Johnson commented on the possibility of becoming the Fire's starting goalkeeper after the game.

"It's always an option," Johnson said. "I'm just going to to my best to push Andrew if he's number one. If I'm number one I'm sure he'll do the same. At the end of the day, it's the coach's decision so all I can do is train hard, and when I get the opportunity to play, play well."


  1. The Fire’s losing streak is alive and well until they get a win that actually means something. The Superliga is an unwelcome distraction from a season that’s quickly heading south in Chicago. Management would be best served trying to win league games instead of organizing stupid friendly tournaments (superliga, sister cities cup, etc) that the fans don’t care about.

  2. “While Bone seems unlikely to keep his starting spot with Mexican midfielder Nery Castillo set to arrive in the coming weeks, Johnson has made his case to start in front of fellow youngster Andrew Dykstra.”

    De los Cobos has already said he will play Castillo at forward, so while I agree that Bone probably won’t be starting, it has nothing to do with Castillo’s arrival.

    But, by all means, let the Sean Johnson era start. Nothing I’ve seen from Dykstra inspires any sort of confidence.

  3. Sean John is the man. He’s young and raw, but I mean, so is Dykstra, so why not stick with the guy who has the higher ceiling?

  4. perhaps you missed the fact that the Revs, another team struggling in MLS regular season, won all 3 matches and topped the group??

    Really, the Fire only had 1 poor match. We had SEVERAL opportunities against the Revs, and managed a win again Pumas.

    IF MLS wanted results in superliga, they’d throw in LA, RSL, CLB and even NJRB as they are the top performing teams right now. However, most of which are participating in CCL and playing in Superliga would hurt their play in that competition

    IF MLS wants Superliga to gain recognition, they should look to turn it to more of a Europa type to the CCL. Invite clubs from other leagues, market it to sponsors, and such. Superliga is treated as a preseason tourny by the mexican teams (which it is).
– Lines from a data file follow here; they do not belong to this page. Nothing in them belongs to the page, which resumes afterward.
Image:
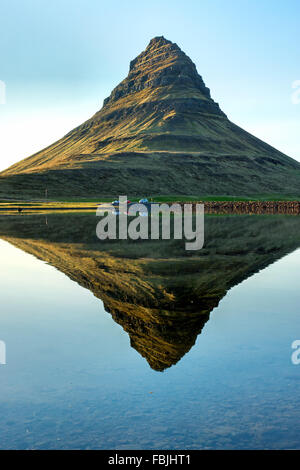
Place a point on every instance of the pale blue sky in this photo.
(60, 59)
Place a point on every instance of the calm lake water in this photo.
(141, 345)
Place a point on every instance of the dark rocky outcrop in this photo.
(159, 132)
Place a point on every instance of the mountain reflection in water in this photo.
(159, 293)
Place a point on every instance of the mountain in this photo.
(159, 132)
(161, 295)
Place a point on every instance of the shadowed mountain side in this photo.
(159, 293)
(159, 132)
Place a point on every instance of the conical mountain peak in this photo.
(164, 66)
(159, 132)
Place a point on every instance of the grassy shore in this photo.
(72, 204)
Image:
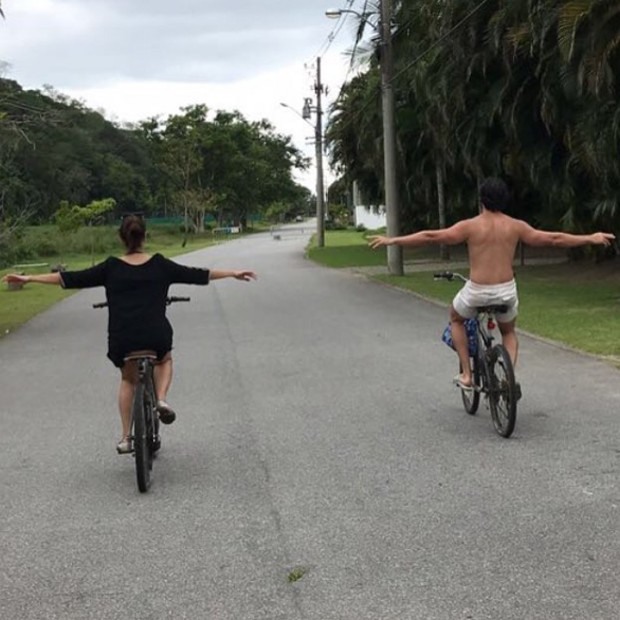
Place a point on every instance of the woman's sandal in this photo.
(125, 445)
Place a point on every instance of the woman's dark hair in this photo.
(494, 195)
(132, 232)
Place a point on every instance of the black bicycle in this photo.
(144, 418)
(492, 370)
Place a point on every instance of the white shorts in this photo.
(473, 296)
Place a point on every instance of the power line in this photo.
(441, 39)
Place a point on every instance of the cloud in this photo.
(84, 43)
(140, 58)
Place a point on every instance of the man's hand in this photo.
(379, 241)
(14, 278)
(246, 276)
(603, 238)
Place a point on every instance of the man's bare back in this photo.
(492, 240)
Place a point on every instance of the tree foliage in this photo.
(55, 151)
(527, 90)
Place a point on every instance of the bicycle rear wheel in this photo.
(502, 391)
(141, 438)
(471, 398)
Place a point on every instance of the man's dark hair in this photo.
(494, 195)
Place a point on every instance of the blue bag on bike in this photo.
(472, 336)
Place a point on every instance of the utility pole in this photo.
(392, 208)
(320, 192)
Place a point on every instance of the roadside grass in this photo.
(19, 306)
(575, 303)
(349, 248)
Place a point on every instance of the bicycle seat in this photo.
(136, 355)
(502, 309)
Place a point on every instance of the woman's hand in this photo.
(379, 241)
(246, 276)
(15, 278)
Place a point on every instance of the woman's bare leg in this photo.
(129, 378)
(162, 374)
(163, 378)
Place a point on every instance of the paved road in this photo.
(319, 437)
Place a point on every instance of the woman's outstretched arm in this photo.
(43, 278)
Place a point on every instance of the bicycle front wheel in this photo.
(471, 398)
(502, 391)
(141, 439)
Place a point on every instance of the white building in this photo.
(370, 217)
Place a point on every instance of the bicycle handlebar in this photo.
(449, 275)
(169, 300)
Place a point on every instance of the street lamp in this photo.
(392, 212)
(318, 146)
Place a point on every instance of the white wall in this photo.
(370, 218)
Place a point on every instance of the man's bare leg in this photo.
(459, 338)
(509, 340)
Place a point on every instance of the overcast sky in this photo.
(139, 58)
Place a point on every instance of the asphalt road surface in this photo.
(321, 466)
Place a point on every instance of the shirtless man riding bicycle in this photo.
(491, 238)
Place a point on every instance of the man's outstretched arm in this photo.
(532, 236)
(447, 236)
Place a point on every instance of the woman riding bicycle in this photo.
(136, 286)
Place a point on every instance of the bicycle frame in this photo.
(492, 370)
(145, 419)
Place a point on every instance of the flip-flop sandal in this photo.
(459, 383)
(166, 413)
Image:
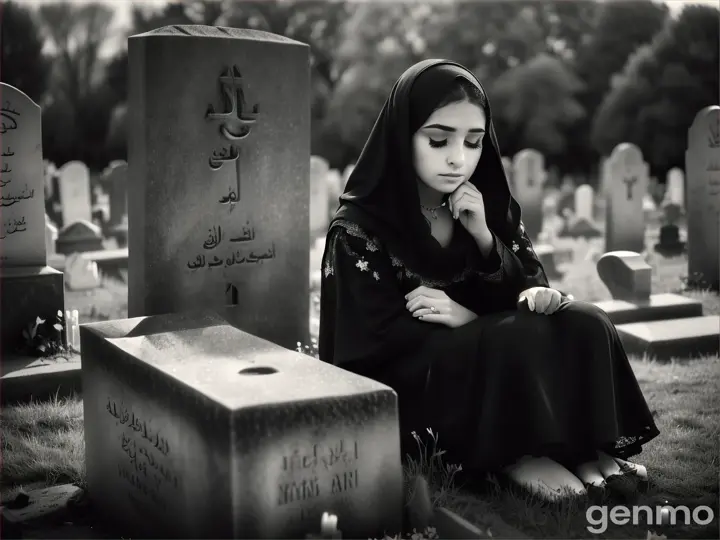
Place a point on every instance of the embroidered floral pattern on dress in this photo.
(374, 244)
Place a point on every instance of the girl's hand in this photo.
(466, 204)
(541, 299)
(434, 306)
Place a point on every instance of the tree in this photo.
(620, 28)
(534, 103)
(23, 64)
(654, 100)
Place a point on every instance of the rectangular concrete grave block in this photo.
(218, 169)
(657, 307)
(196, 429)
(677, 338)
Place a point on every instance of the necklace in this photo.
(433, 211)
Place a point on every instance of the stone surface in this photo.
(626, 274)
(626, 183)
(78, 237)
(319, 194)
(196, 429)
(702, 167)
(74, 187)
(676, 338)
(528, 186)
(657, 307)
(22, 207)
(81, 273)
(26, 378)
(116, 179)
(219, 157)
(28, 292)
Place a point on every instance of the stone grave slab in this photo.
(657, 307)
(196, 429)
(675, 338)
(626, 274)
(219, 172)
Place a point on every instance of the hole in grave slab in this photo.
(258, 370)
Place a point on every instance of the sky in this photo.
(123, 8)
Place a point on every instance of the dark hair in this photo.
(464, 90)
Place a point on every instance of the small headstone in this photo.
(196, 429)
(689, 337)
(319, 195)
(528, 188)
(335, 189)
(702, 166)
(627, 182)
(116, 179)
(582, 223)
(75, 197)
(670, 244)
(79, 236)
(28, 287)
(51, 234)
(626, 275)
(81, 273)
(219, 158)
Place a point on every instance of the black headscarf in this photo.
(381, 195)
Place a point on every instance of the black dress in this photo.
(510, 383)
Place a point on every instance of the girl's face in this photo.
(448, 146)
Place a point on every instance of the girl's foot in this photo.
(545, 477)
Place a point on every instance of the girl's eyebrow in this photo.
(452, 129)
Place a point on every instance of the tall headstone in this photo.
(319, 194)
(626, 181)
(28, 287)
(195, 429)
(74, 184)
(702, 167)
(528, 188)
(218, 168)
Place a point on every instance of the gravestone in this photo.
(582, 223)
(319, 194)
(528, 187)
(218, 168)
(116, 179)
(29, 288)
(335, 189)
(81, 273)
(74, 187)
(79, 236)
(196, 429)
(626, 180)
(507, 166)
(628, 278)
(675, 189)
(51, 234)
(702, 169)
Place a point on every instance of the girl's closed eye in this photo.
(438, 144)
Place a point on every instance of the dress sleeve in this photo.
(363, 306)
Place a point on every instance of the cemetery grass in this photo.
(43, 442)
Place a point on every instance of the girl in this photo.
(431, 286)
  5. “Despite not being happy about his lack of scoring chances and the Fire’s lack of offense, John is happy with his form.”

    If being a lumbering oaf whose clumsy touch and neandertal challenges lead to loss of possession and inability to provide service his fellow players are on form then yes I agree with his statement.

  6. With only 4 guys on the bench, I’m willing to toss my name out there to suit up on game days for free.

    MLS needs a heartwarming story/future Disney movie.

  7. Yes. I was thinking from the point of view of the players involved. When you’re getting paid an MLS salary (unless you’re a DP), the chance at splitting a $1 million pot becomes more important than any future league-wide growth.

  8. Business ventures do not exist to award money.

    If MLS loses money off the investment, they expect to recoup the losses in longer term growth (thus, money).

  9. As a loyal reader currently working in India, I second the appreciation for the late night posting.

    And it’s ABOUT TIME the Fire got a W! It’s interesting, though, that Collins John complained about the defensive strategy of the supposedly offensive-minded de los Cobos. With a skeleton crew, I guess you have to make some adjustments.

  10. Columbus was not an option for SuperLiga, as they are participating in the CONCACAF Champions League (along with RSL, Seattle, and LA). SuperLiga is reserved for the four next-best teams available.

    And the bigger reason for SuperLiga’s existence is not so much to make money (although they certainly don’t want to lose money), but to award money. The winning team earns a $1 million pot.

  11. As a loyal SBI reader in Beijing, China, I must say I appreciate the late night posting 😉

    As for Superliga, the competition’s sole reason for existence is to make money and yet they draw 9k in Chicago, the majority of which are Pumas fans? Yikes.

    If MLS was hoping to gain credibility by getting results against Mexican sides they would have put Columbus in it.